Now when he saw himself in a mirror, it seemed he was beginning to look like them. His shoulders were broad and slightly stooped, his hands and forearms as muscular and large as steel clamps; he had the heavy, dark-browed forehead and small black eyes that missed nothing. Once his hair had been black and curly, but when he started working for Aladdin, he cut it very short, right against a large, bulbous skull. Very small ears and jutting, bony elbows completed the image he had of himself—that he was undergoing an evolutionary change, crossing the line between man and insect, becoming stronger and smarter and almost invincible, just like them.
He untaped a corner of the waxed paper that covered one of the cages and reached down inside, grasping a roach between his thumb and forefinger. It got away, and it took him a few more seconds to get another one. Then he pressed the corner back so none of them could escape and, holding the squirming roach inside his balled left hand, he turned on the lights. The overhead fixture, an opaque umbrella of dirty glass, lit the room with a harsh glare that threw the man's huge shadow out around him. He went to the stove, turned on the gas flame, and dangled the roach over it. The insect scrabbled frantically at his fingers. He had the power of life and death over it, just as he did over those girls who were friends of Bev and who laughed at him when they thought he wasn't looking.
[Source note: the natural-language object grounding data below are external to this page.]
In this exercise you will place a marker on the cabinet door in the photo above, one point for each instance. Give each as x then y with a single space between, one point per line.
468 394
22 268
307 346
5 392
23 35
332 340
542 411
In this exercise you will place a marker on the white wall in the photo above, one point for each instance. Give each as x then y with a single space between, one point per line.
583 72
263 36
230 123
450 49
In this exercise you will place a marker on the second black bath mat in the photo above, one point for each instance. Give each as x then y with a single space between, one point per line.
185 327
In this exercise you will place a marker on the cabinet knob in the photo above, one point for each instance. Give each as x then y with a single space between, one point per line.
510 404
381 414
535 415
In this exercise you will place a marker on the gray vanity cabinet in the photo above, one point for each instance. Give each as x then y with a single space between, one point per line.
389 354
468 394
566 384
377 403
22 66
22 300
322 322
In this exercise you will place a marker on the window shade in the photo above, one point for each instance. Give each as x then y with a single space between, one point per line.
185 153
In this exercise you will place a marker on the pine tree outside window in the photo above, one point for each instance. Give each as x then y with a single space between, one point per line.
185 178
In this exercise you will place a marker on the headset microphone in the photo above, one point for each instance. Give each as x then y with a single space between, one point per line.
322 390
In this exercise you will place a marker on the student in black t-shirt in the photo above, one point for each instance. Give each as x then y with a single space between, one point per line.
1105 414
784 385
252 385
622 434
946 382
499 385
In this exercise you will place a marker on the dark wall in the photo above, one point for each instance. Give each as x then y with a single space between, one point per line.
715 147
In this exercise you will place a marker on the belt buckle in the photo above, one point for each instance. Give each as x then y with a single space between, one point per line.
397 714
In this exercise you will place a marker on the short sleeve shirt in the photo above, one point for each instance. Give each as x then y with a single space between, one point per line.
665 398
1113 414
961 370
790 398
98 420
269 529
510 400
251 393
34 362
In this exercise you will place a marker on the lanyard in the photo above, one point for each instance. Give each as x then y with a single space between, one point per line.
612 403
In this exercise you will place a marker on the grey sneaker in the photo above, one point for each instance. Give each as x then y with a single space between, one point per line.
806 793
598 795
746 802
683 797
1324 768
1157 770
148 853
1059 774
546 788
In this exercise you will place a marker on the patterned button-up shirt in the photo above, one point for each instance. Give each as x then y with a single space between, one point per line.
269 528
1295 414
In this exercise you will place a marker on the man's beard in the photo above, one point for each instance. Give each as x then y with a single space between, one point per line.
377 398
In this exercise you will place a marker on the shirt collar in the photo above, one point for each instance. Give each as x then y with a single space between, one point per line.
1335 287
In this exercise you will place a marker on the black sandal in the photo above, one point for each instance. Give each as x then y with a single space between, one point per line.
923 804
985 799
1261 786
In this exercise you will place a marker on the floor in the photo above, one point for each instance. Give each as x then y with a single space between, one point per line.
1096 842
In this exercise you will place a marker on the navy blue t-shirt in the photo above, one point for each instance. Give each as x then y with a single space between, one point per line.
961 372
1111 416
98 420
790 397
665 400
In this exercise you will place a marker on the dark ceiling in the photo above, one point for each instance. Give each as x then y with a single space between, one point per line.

Oh, he knew how they laughed; he was much smarter than he let on. Some of them he'd seen with Bev before, when he was just a kid and she used to walk the street. They were her friends, and they were hiding her from him.
It used to be he could fix them with his hands and stop them from laughing, but the Master had said that was a waste. The Master wanted them for himself, so he'd told Roach that he should take poisons from where he worked —liquids and powders—and use them on those girls to make them sleep for a while. Roach had taken some of them—Seven dust, V-l, Dursban, Diazanon and a few others—from the stockroom at work late on Saturday night; he knew very little about them except that Mr. Lathrup had warned him to wear his mask when he used them. So he did just that when he mixed the chemicals in bottles on his stove. Then he tore up an old towel and soaked the rags in the solution for a long time, pouring what was left—an oily, brown liquid—into an orange juice bottle which he stored under his sink. The first time he used it was the next Tuesday night, and the Master was very angry at him because the girl was dead when they reached Blackwood Road. After that he cut the mixture twice with water, and it worked just fine.
The roach caught fire. He watched it sizzle and then dropped it into the sink where it writhed and ran around in circles. He turned on the water, and the roach spun down the drain, still kicking.